Lighting should not be too strong. They are quite aggressive and territorial fish, especially when guarding fry, so they are not suitable for a social aquarium. It is best to keep them in a species aquarium. In larger tanks, at least 120 cm long (for 2 matched pairs), they can be combined with other similar sized cichlids from Lake Tanganyika, eg . It is important that the other species be the first to designate the territory.

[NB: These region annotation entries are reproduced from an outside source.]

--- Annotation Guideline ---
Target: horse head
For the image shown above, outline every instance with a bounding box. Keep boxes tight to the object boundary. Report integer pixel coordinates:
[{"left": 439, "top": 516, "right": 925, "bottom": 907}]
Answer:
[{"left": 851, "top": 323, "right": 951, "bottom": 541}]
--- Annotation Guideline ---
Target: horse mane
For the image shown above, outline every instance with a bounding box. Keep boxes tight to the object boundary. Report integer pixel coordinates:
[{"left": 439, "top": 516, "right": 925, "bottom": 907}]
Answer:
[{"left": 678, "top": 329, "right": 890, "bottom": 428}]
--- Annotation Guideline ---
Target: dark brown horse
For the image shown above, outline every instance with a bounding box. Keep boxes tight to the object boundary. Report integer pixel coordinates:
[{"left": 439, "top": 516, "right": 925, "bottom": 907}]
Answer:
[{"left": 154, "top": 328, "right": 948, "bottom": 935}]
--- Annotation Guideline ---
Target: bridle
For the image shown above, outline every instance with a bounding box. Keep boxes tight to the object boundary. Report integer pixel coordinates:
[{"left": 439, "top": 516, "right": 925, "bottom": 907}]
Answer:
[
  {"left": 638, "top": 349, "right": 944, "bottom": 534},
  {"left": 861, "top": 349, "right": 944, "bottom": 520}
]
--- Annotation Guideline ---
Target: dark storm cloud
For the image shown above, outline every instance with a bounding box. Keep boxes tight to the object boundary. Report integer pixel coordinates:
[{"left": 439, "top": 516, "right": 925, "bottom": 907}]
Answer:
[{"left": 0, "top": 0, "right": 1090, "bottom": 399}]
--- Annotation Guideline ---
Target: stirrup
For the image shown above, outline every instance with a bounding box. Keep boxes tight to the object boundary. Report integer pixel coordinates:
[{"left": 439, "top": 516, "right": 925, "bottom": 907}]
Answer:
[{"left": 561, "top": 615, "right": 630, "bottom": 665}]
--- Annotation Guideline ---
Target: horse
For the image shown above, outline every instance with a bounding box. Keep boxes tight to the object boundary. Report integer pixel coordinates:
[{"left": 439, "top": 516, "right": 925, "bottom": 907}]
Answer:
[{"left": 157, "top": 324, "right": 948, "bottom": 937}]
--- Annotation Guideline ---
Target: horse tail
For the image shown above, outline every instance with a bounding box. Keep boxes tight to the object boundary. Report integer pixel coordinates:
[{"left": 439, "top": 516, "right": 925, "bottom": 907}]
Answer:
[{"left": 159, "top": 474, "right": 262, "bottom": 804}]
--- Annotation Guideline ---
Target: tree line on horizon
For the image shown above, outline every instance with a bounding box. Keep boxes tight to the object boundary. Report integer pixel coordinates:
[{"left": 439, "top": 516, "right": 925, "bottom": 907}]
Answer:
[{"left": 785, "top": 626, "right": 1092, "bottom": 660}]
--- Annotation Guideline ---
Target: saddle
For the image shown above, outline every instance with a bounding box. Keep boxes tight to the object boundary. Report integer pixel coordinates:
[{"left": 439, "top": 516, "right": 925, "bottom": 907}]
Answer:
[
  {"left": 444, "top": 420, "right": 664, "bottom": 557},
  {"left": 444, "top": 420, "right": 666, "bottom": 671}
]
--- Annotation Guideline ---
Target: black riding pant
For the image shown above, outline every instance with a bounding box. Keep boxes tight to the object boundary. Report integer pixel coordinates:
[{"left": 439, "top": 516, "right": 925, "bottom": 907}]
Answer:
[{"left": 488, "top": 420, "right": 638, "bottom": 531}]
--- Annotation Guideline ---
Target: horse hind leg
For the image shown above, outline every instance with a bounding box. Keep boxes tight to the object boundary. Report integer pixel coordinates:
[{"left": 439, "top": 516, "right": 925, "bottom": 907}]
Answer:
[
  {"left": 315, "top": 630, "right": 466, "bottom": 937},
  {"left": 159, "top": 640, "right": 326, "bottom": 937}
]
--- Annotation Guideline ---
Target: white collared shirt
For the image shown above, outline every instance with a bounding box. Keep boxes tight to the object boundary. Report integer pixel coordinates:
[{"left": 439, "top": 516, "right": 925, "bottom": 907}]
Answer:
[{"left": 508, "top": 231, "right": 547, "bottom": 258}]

The company of cichlids from Lake Malawi or Victoria and (in most cases) small shellfish from Lake Tanganyika is not recommended.

Breeding

Under natural conditions, the Princesses of Burundi lay their eggs in caves on their vaults. In aquariums they are happy to reproduce and breeders do not cause much trouble. If we do not have an adult and matched pair, it is best to start with buying a group of at least 6 young individuals. As soon as steam has formed, the remaining fish should be separated. When the fish reach sexual maturity, a matched pair selects a cave in which the female lays from 100 to even 200 grains of eggs.

The roe is looked after by the female, while the male guards the entrance to the cave. Hatching takes place within 2-3 days. The larvae begin to swim freely after about 7 days. The young grow rather slowly, but are rather hardy. It is not recommended to catch the fry for easier rearing, as we will not be able to return the grown fish to their parents.

It is worth noting that there is no cannibalism here, as is the case with many other species , and older fish do not eat younger siblings. Immediately after hatching, the fry are large enough to accept Artemia larvae or eyelids.